Reputation: 497
As we all know the capability of BERT
model for word embedding, it is probably better than the word2vec
and any other models.
I want to create a model on BERT
word embedding to generate synonyms or similar words. The same like we do in the Gensim
Word2Vec
. I want to create method of Gensim model.most_similar()
into BERT word embedding.
I researched a lot about it, seems that it is possible to do that, but the problem is it is only showing the embeddings in the form of number, there is no way to get the actual word from it. Can anybody help me regarding this?
Upvotes: 6
Views: 5986
Reputation: 1213
Bert uses tokens, which are not exactly the same as words. So a single word may not be just a single token.
Bert generates embedding vectors for each token with respect to other tokens within the context.

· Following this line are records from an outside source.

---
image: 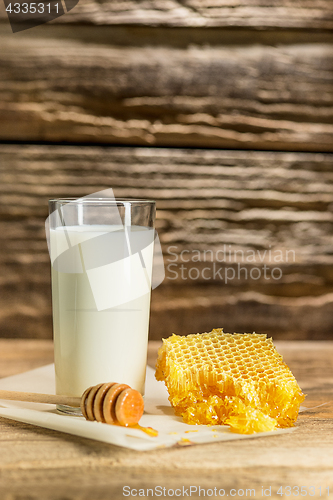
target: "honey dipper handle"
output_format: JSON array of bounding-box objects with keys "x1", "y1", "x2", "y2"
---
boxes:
[{"x1": 0, "y1": 389, "x2": 81, "y2": 408}]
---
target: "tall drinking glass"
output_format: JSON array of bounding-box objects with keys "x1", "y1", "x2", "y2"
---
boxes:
[{"x1": 48, "y1": 198, "x2": 155, "y2": 415}]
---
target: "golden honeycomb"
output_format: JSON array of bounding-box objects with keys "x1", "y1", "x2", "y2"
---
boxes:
[{"x1": 155, "y1": 329, "x2": 305, "y2": 434}]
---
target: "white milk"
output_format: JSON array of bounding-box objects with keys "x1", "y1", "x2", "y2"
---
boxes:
[{"x1": 50, "y1": 225, "x2": 154, "y2": 397}]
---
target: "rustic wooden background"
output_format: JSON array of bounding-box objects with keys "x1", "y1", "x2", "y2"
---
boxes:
[{"x1": 0, "y1": 1, "x2": 332, "y2": 340}]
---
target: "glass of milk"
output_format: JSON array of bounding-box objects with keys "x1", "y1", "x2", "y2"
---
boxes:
[{"x1": 47, "y1": 197, "x2": 156, "y2": 415}]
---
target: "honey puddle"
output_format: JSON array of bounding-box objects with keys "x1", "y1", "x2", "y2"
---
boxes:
[{"x1": 128, "y1": 424, "x2": 159, "y2": 437}]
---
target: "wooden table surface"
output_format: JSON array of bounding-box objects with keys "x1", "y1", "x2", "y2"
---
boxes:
[{"x1": 0, "y1": 339, "x2": 332, "y2": 500}]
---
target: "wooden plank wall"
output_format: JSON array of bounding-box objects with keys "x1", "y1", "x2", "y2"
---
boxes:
[{"x1": 0, "y1": 1, "x2": 332, "y2": 340}]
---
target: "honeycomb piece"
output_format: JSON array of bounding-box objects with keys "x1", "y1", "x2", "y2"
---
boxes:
[{"x1": 155, "y1": 329, "x2": 305, "y2": 434}]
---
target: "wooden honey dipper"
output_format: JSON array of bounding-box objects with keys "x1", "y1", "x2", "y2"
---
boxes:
[{"x1": 0, "y1": 382, "x2": 144, "y2": 427}]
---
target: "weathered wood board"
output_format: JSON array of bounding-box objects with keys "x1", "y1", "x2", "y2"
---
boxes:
[
  {"x1": 60, "y1": 0, "x2": 333, "y2": 30},
  {"x1": 0, "y1": 25, "x2": 332, "y2": 151},
  {"x1": 0, "y1": 0, "x2": 332, "y2": 341},
  {"x1": 0, "y1": 145, "x2": 332, "y2": 340},
  {"x1": 1, "y1": 0, "x2": 333, "y2": 30}
]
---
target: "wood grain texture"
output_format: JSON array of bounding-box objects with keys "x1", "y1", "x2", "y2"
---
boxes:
[
  {"x1": 65, "y1": 0, "x2": 333, "y2": 30},
  {"x1": 0, "y1": 339, "x2": 54, "y2": 379},
  {"x1": 0, "y1": 145, "x2": 332, "y2": 340},
  {"x1": 0, "y1": 340, "x2": 332, "y2": 500},
  {"x1": 1, "y1": 0, "x2": 332, "y2": 30},
  {"x1": 0, "y1": 26, "x2": 332, "y2": 151}
]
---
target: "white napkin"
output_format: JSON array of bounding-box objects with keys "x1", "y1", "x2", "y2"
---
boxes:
[{"x1": 0, "y1": 365, "x2": 292, "y2": 451}]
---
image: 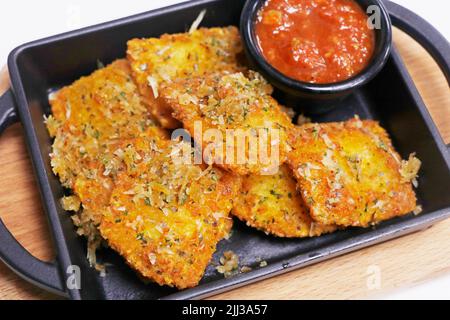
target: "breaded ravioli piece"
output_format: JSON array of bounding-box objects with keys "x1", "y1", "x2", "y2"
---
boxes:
[
  {"x1": 160, "y1": 71, "x2": 294, "y2": 175},
  {"x1": 232, "y1": 165, "x2": 336, "y2": 237},
  {"x1": 287, "y1": 117, "x2": 418, "y2": 227},
  {"x1": 47, "y1": 60, "x2": 168, "y2": 264},
  {"x1": 48, "y1": 59, "x2": 167, "y2": 192},
  {"x1": 127, "y1": 27, "x2": 245, "y2": 128},
  {"x1": 100, "y1": 139, "x2": 240, "y2": 289}
]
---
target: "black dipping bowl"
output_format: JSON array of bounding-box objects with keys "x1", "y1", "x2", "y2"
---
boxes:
[{"x1": 240, "y1": 0, "x2": 393, "y2": 114}]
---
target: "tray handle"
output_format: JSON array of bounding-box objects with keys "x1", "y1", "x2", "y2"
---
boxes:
[
  {"x1": 0, "y1": 89, "x2": 67, "y2": 297},
  {"x1": 385, "y1": 1, "x2": 450, "y2": 152},
  {"x1": 386, "y1": 1, "x2": 450, "y2": 82}
]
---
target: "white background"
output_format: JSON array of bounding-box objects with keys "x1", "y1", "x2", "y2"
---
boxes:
[{"x1": 0, "y1": 0, "x2": 448, "y2": 299}]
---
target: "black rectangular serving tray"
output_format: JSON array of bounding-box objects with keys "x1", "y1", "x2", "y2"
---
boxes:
[{"x1": 0, "y1": 0, "x2": 449, "y2": 300}]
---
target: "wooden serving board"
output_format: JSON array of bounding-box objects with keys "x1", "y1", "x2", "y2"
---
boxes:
[{"x1": 0, "y1": 28, "x2": 449, "y2": 300}]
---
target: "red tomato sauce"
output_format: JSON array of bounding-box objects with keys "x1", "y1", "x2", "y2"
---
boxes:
[{"x1": 255, "y1": 0, "x2": 375, "y2": 84}]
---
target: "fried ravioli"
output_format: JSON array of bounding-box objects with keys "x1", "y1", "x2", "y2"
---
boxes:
[
  {"x1": 287, "y1": 117, "x2": 418, "y2": 227},
  {"x1": 48, "y1": 59, "x2": 167, "y2": 192},
  {"x1": 127, "y1": 26, "x2": 245, "y2": 128},
  {"x1": 100, "y1": 139, "x2": 240, "y2": 289},
  {"x1": 160, "y1": 71, "x2": 294, "y2": 175},
  {"x1": 47, "y1": 59, "x2": 240, "y2": 288},
  {"x1": 232, "y1": 165, "x2": 335, "y2": 237},
  {"x1": 47, "y1": 60, "x2": 168, "y2": 264}
]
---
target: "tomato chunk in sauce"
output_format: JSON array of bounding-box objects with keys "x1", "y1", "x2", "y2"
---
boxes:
[{"x1": 255, "y1": 0, "x2": 375, "y2": 84}]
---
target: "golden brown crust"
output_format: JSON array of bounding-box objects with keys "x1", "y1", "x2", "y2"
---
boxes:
[
  {"x1": 287, "y1": 118, "x2": 417, "y2": 227},
  {"x1": 160, "y1": 71, "x2": 294, "y2": 175},
  {"x1": 48, "y1": 59, "x2": 168, "y2": 222},
  {"x1": 232, "y1": 165, "x2": 336, "y2": 237},
  {"x1": 100, "y1": 138, "x2": 240, "y2": 289},
  {"x1": 127, "y1": 27, "x2": 245, "y2": 128},
  {"x1": 47, "y1": 59, "x2": 169, "y2": 267}
]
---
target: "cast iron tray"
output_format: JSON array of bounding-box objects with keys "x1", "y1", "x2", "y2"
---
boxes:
[{"x1": 0, "y1": 0, "x2": 449, "y2": 300}]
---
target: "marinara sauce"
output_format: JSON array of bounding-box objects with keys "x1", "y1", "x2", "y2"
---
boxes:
[{"x1": 255, "y1": 0, "x2": 375, "y2": 84}]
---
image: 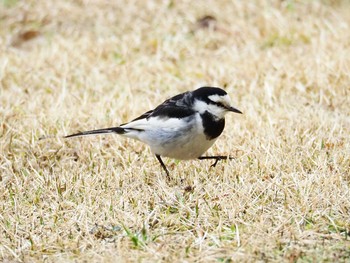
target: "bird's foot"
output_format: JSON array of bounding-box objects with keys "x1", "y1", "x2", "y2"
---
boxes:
[{"x1": 198, "y1": 155, "x2": 235, "y2": 167}]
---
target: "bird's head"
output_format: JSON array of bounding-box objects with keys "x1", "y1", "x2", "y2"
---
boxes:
[{"x1": 192, "y1": 87, "x2": 242, "y2": 119}]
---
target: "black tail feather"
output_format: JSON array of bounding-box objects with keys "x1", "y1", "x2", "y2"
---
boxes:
[{"x1": 64, "y1": 127, "x2": 125, "y2": 138}]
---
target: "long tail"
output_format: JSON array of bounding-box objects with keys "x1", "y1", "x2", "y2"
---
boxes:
[{"x1": 64, "y1": 127, "x2": 126, "y2": 138}]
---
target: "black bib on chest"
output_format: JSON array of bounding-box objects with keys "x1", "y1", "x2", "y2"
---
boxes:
[{"x1": 200, "y1": 111, "x2": 225, "y2": 140}]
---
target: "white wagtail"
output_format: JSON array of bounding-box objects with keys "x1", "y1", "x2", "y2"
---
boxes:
[{"x1": 65, "y1": 86, "x2": 242, "y2": 177}]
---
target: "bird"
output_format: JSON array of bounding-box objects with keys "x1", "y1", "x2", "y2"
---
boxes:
[{"x1": 64, "y1": 86, "x2": 242, "y2": 177}]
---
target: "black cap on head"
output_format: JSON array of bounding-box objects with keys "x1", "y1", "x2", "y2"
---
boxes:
[{"x1": 192, "y1": 87, "x2": 227, "y2": 100}]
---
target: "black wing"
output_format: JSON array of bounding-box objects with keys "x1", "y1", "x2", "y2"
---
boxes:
[
  {"x1": 148, "y1": 91, "x2": 195, "y2": 119},
  {"x1": 129, "y1": 110, "x2": 154, "y2": 122},
  {"x1": 127, "y1": 91, "x2": 195, "y2": 122}
]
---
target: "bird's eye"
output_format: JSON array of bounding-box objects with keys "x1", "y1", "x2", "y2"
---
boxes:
[{"x1": 216, "y1": 102, "x2": 226, "y2": 108}]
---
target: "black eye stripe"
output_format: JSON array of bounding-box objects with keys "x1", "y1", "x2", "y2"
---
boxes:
[{"x1": 213, "y1": 101, "x2": 226, "y2": 108}]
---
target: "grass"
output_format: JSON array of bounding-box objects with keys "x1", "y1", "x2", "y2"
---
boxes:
[{"x1": 1, "y1": 0, "x2": 350, "y2": 262}]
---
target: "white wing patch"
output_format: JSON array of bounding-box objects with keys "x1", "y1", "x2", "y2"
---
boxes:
[{"x1": 121, "y1": 116, "x2": 186, "y2": 131}]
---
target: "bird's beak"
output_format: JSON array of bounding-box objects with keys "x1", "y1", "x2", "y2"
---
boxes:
[{"x1": 228, "y1": 106, "x2": 242, "y2": 114}]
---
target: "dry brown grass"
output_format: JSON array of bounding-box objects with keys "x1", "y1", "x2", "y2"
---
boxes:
[{"x1": 1, "y1": 0, "x2": 350, "y2": 262}]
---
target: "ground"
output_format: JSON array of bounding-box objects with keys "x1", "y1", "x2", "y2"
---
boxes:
[{"x1": 1, "y1": 0, "x2": 350, "y2": 262}]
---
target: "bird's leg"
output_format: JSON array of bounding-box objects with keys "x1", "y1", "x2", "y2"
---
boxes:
[
  {"x1": 155, "y1": 154, "x2": 170, "y2": 177},
  {"x1": 198, "y1": 156, "x2": 234, "y2": 167}
]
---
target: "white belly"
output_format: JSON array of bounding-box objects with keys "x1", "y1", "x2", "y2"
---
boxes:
[
  {"x1": 122, "y1": 114, "x2": 217, "y2": 160},
  {"x1": 150, "y1": 130, "x2": 217, "y2": 160}
]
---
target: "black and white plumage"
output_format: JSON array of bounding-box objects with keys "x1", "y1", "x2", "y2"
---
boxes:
[{"x1": 65, "y1": 86, "x2": 242, "y2": 176}]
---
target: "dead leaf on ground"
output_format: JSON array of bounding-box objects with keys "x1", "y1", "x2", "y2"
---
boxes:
[
  {"x1": 10, "y1": 30, "x2": 42, "y2": 47},
  {"x1": 195, "y1": 15, "x2": 217, "y2": 30}
]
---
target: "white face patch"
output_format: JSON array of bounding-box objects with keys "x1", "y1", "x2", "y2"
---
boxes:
[
  {"x1": 207, "y1": 94, "x2": 222, "y2": 102},
  {"x1": 208, "y1": 94, "x2": 232, "y2": 108},
  {"x1": 193, "y1": 99, "x2": 228, "y2": 119}
]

You can select a pretrained bert model and feed them single word get output and average them So you can get single vector for a word
Get list of words, calculate vector for each of them
from transformers import BertTokenizer, BertModel
import torch
tokenizer = BertTokenizer.from_pretrained('bert-base-uncased')
model = BertModel.from_pretrained('bert-base-uncased')
word = "Hello"
inputs = tokenizer(word, return_tensors="pt")
outputs = model(**inputs)
word_vect = outputs.pooler_output.detach().numpy()
Upvotes: 3